Tokyo Express

Jun 18, 2026 • 3 min read • Essay

I've been away from home for three months. I lost my mind and walked to the end of the earth. But I'm home now and I read Tokyo Express by Seichou Matsumoto. I've not read many detective books (only Higashino Keigo and China Mieville come to mind, yet Mieville is far from a detective book author). But aren't most stories detective stories? There is always a mystery to solve, and a hero to detect. Most mystery stories I've seen are told in the television series format, like Dark, True Detective, or that recent show about a Scottish detective who has to find a woman who's trapped in a pressurised water tank by an evil old couple. All with the tropes that cover the viewer like the childhood blanket, the alcoholic but talented detective, the unwilling and distrusting police chief who eventually betrays the protagonist, a killer who listens to classical music, flashbacks of a dead spouse their face luminous under a morning blanket.
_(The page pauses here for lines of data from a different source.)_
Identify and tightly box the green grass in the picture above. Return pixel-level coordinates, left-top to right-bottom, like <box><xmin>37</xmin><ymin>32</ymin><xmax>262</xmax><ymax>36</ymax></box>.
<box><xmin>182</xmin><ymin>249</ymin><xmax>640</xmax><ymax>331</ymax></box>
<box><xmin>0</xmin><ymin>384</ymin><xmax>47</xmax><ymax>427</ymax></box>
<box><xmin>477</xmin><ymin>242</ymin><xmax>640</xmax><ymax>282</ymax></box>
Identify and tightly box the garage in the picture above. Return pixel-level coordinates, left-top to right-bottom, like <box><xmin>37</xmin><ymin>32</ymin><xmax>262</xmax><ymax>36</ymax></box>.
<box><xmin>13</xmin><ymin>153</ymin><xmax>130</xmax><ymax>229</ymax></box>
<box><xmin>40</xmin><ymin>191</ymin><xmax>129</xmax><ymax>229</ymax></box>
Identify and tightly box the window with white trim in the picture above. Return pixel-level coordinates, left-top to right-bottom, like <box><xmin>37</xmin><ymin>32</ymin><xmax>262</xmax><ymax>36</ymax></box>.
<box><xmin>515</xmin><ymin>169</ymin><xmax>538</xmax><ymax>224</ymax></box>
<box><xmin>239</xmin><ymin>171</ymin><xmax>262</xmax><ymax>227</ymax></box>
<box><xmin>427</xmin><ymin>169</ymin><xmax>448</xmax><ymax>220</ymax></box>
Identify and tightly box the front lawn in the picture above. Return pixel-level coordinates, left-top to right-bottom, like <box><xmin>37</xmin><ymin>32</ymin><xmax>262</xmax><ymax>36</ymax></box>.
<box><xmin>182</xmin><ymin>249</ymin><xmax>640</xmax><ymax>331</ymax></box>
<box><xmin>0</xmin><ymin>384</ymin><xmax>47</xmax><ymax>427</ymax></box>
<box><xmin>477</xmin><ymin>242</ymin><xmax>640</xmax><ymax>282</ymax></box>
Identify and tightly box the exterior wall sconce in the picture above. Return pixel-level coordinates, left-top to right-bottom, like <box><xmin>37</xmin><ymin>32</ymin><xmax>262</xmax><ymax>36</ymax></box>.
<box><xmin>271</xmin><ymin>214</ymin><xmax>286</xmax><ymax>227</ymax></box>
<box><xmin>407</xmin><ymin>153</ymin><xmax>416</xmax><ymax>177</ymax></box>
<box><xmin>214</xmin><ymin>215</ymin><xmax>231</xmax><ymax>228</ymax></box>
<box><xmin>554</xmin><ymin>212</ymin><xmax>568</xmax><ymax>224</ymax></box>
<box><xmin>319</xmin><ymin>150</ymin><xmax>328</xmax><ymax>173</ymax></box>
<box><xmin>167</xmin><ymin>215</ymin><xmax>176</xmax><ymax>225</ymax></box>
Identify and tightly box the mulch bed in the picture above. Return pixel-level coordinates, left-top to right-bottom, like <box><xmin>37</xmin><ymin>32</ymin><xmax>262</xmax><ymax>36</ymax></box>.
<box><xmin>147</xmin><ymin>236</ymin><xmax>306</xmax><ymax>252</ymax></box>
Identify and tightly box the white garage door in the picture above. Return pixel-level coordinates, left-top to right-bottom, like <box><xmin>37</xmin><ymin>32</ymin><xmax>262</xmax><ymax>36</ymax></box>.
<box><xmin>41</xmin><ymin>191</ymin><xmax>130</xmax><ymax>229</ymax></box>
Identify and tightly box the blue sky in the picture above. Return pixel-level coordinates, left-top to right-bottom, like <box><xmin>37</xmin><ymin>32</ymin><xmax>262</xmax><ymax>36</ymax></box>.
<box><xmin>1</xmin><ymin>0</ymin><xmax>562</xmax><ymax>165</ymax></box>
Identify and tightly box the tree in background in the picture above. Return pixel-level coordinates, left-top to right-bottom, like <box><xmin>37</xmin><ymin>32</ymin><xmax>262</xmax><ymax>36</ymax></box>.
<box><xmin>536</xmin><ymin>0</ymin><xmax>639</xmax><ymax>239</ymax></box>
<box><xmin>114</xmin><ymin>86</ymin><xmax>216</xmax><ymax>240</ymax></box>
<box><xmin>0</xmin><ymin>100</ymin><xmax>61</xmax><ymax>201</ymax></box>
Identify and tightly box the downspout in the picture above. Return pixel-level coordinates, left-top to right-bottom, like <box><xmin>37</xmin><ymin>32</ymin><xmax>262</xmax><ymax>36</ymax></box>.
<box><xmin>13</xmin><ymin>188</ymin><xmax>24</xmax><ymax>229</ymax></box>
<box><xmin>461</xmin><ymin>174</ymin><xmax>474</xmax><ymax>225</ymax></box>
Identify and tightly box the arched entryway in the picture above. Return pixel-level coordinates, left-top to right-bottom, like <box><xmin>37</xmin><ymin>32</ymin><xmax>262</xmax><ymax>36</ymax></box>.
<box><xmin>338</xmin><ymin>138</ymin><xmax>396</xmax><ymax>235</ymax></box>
Yet Tokyo Express, written in 1958, contains none of it. It's a dense novel about a couple of cops trying to break a suspect's alibi using train timetsables that's refreshingly realistic. There are no Sherlock Holmes deductions, though Matsumoto's Tokyo detective reuses the eureka moment trope in the cafe no less than three times. There is no Alex Cross style climactic showdown or chase scene either. But it was still a fun read for commuting since I sold my car. I've been reading approximately 30% more since I stopped driving. I can't say my legs are happy, though. Or my nose.
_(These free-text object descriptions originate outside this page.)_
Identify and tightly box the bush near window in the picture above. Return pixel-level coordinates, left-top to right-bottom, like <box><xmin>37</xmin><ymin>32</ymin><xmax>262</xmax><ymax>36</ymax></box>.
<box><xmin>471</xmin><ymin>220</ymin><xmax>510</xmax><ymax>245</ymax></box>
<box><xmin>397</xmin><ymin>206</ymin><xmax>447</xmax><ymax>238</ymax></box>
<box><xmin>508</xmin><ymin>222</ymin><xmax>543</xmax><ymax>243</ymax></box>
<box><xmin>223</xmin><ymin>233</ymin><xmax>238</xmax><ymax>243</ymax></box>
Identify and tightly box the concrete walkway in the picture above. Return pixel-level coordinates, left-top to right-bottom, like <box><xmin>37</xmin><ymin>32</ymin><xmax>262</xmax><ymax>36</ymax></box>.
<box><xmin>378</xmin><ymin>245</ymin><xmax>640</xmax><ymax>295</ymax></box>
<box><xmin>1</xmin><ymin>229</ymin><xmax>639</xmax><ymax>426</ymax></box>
For the last 3 weeks I've been thinking about only one writer in the entire world. That person is Ursula Le Guin. Four years ago I took a seminar about The Dispossessed, which I found so boring, the only thing I remember about it is sad swollen-eyed Nitya Sivakumar, telling me her boyfriend dumped her because she smoked too many cigarettes. Four years after that I bought The Left Hand of Darkness from a bookstore in București while some Romanian author gave an interview on her work. A suitably strange book about nonbinary aliens. I read it in a mouldy berth on a Soviet-era sleeper train chugging its way into Moldova. And last week I read the six Earthsea books and pirated three more of her SF works.

SF meditations about gender are a dime a dozen. What amazed me, though, was the depth of feeling and understanding in describing the outdoors. I've read no other writer who depicts hiking so accurately, yet you'll never find the word in her oeuvre. I think she does so by depicting: place, time and presence. The place is nature and balance with nature, sustainability, yin and yang, themes that run through many of Le Guin's work. Time and presence are perhaps the same. The act of hiking slows down time... One is forced to experience life at a maximum speed of 5km/h. It is also *grounding*, it forces one to be present lest you slip off a ridge or bump into a bear or step on a snail. Le Guin was no larper. She understood it all intimately.

But this isn't about Le Guin, I've already written more than I did about Matsumoto. Sorry about that. As for grand adventures, I find that I am in a Tehanu-like mood. After surprising my knees with 17,174m of elevation gain and glissading down Bulgarian mountains, for now I want to sleep under clean sheets and cook good food. I don't want to look at my sleeping bag or take any trains for 6 months at the very least. But after that the Patagonia calls to me, the Himalayas call to me.